The increasing popularity of smart mobile devices and the development of social intelligence have led to a growing demand for location services among people. Several indoor positioning technologies, including Bluetooth, Wi-Fi, and UWB, have rapidly emerged and found applications in diverse indoor environments, such as specific stadiums, underground mines, and construction sites. The widespread adoption of indoor positioning based on the aforementioned sensors is challenging due to varying environmental requirements and levels of signal interference. Recently, researchers have favored indoor positioning methods that rely on cell phone images due to their convenient access to visual information, low operating cost, and rich feature information. Nonetheless, existing vision-based indoor positioning methods suffer from issues such as inadequate real-time performance, significant positioning errors, and limited robustness. Therefore, this paper investigates the image retrieval technology based on cell phone image database, indoor localization technology based on improved RANSAC algorithm, and the specific work is as follows:
Conventional image retrieval algorithms encounter challenges such as visual and angular variations, semantic gaps, and other issues when retrieving indoor scene images. To address these challenges, this paper employs an image retrieval method that relies on the visual bag-of-words model and the TF-IDF model. Initially, the SURF algorithm is applied to extract features from each image, followed by clustering the extracted features using the K-means clustering algorithm. Next, a k-d tree dictionary is introduced to classify and store the images, resulting in the creation of an indoor image database that encompasses image feature information and geographic location details. Finally, the TF-IDF weighting model is employed for feature indexing, followed by applying similarity calculation theory to retrieve images from the database that closely resemble the user's query images. The proposed method enhances the accuracy and semantic consistency of the retrieval results, thereby laying a solid foundation for future research in positioning.

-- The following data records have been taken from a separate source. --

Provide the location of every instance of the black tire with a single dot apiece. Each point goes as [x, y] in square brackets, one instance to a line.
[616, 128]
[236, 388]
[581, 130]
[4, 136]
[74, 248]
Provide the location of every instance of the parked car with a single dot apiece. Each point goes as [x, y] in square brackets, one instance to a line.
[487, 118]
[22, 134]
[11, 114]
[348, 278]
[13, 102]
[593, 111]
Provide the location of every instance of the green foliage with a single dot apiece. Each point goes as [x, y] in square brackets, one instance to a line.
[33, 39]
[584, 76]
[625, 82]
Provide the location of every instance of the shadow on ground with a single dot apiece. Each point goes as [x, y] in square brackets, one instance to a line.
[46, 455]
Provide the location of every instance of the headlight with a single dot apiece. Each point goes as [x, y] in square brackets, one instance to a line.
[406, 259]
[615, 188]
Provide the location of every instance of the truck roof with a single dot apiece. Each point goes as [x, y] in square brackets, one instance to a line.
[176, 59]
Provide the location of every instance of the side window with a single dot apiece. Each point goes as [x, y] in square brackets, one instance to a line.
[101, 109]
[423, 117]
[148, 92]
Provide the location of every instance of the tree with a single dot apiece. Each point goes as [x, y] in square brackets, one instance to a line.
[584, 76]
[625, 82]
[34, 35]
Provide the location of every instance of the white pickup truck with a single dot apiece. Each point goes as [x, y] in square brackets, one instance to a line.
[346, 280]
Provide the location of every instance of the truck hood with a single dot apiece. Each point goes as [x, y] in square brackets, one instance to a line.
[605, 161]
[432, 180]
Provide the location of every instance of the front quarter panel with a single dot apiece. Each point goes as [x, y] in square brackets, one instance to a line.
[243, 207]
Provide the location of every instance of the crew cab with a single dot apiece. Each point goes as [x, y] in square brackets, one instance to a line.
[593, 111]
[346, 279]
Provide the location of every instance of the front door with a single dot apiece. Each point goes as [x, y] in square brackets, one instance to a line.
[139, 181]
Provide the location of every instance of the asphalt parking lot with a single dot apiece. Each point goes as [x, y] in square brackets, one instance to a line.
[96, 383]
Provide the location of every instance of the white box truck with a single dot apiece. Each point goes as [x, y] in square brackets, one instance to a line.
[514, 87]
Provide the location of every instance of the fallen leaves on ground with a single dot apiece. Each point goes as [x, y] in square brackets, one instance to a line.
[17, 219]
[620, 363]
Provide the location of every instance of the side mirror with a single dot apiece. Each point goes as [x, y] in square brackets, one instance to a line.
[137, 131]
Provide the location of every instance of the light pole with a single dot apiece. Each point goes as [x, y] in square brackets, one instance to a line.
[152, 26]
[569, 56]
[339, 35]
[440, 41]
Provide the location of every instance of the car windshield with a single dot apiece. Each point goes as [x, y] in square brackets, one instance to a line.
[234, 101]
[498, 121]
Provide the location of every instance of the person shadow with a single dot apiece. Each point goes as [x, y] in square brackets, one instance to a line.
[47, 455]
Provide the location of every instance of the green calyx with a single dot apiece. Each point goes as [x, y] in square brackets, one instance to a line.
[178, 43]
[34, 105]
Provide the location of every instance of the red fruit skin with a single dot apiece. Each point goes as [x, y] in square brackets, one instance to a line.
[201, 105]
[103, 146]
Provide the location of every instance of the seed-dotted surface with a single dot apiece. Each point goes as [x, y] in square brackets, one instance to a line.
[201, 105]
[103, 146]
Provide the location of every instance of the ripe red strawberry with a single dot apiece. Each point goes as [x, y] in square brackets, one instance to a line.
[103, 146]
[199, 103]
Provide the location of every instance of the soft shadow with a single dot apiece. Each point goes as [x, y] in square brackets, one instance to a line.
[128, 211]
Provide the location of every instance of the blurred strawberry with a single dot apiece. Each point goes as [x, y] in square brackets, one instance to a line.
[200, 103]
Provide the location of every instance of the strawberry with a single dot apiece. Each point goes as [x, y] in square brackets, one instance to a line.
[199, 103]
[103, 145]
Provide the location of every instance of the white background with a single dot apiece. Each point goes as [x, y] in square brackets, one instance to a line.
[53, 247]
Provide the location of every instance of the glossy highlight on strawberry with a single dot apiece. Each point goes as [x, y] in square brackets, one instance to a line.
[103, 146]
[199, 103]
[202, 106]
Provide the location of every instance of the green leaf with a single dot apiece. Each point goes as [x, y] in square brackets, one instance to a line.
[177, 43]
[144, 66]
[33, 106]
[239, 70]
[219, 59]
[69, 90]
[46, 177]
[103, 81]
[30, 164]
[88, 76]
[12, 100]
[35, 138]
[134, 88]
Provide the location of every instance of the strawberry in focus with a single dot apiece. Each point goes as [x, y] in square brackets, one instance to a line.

In order to mitigate the issues of poor accuracy and robustness associated with the existing RANSAC algorithm for removing image mismatches, an enhanced version is proposed. This improved RANSAC algorithm incorporates several modifications, including the construction of a triangular topology for the feature points in two images, quantification of the probability of mismatch for each feature point pair, calculation of the optimal single-response matrix between the two images, and integration of the mismatch probability into the random process of RANSAC. Experimental results demonstrate that the average localization error achieved by the RANSAC algorithm is 1.67 m, whereas the improved RANSAC algorithm achieves an average localization error of 0.69 m. Moreover, the improved method exhibits an 88% probability of achieving an error of less than 1 meter in the localization experiment. The enhanced algorithm significantly reduces image mismatch compared to the original RANSAC algorithm by eliminating mis-matched feature points prior to the base matrix solution, thereby improving the accuracy and robustness of localization.